Problems and roadmap
As we mentioned earlier, the launch of the new site has not been without issues. Many of these have been due to the processing load on the site, and would normally be resolved by the addition of more hardware capacity. Unfortunately the addition of more hardware has been delayed due to a pending relocation of the EBI data centre.
In the meantime we’ve been working to try to make the site more efficient by caching website queries for rapid response when the same query is made again. We have also been assessing queries that cause particularly heavy load on the servers, and pre-computing the data for those queries where possible.

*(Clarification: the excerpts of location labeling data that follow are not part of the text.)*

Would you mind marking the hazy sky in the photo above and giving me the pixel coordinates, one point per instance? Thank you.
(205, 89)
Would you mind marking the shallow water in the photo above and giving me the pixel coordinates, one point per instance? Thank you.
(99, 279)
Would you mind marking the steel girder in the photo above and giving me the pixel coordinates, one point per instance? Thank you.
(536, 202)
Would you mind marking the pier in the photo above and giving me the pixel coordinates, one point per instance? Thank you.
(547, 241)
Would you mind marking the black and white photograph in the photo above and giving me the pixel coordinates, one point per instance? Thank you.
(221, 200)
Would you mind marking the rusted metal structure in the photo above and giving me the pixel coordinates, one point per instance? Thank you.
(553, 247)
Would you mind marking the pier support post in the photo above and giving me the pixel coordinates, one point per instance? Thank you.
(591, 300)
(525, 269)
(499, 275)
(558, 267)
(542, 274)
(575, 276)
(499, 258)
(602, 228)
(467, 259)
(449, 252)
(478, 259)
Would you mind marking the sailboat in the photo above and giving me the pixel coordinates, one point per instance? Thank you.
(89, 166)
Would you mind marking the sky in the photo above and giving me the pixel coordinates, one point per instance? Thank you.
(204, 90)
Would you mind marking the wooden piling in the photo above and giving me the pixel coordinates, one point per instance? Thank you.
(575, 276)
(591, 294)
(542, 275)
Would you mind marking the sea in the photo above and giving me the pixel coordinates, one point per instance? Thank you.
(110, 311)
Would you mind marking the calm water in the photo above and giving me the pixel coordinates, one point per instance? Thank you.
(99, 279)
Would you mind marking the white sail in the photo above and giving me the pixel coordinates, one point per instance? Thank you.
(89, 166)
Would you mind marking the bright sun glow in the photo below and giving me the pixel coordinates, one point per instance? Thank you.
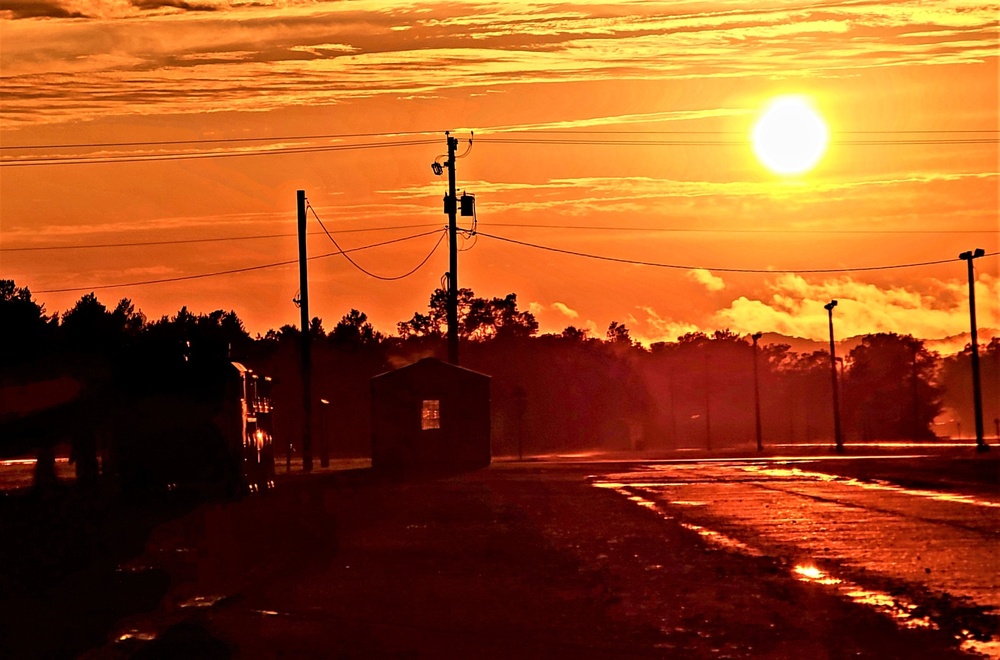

Another major aspect of the work we’ve been focussing on has been server efficiency. We’ve been looking into optimising threading and connection management to get the best performance out of the hardware we have. We have also been investigating running parallel clusters of nodes to allow us to increase the number of requests we can handle simulataneously, although this work is still at an experimental stage. We have also moved our databases onto solid-state drives (SSD) to reduce general query times.
We will continue to monitor site performance and make improvements until we have the website working faster. As mentioned earlier, we should be able to add extra hardware to our website and API once the data centre relocation has been completed.
In addition to this we have been optimising the user experience side of things and responding to requests to enable users to get to the data that they want as efficiently as they can. With this in mind we have also been undertaking a small User Experience (UX) study to see where we should apply our efforts.
We’ll keep you updated with more information soon.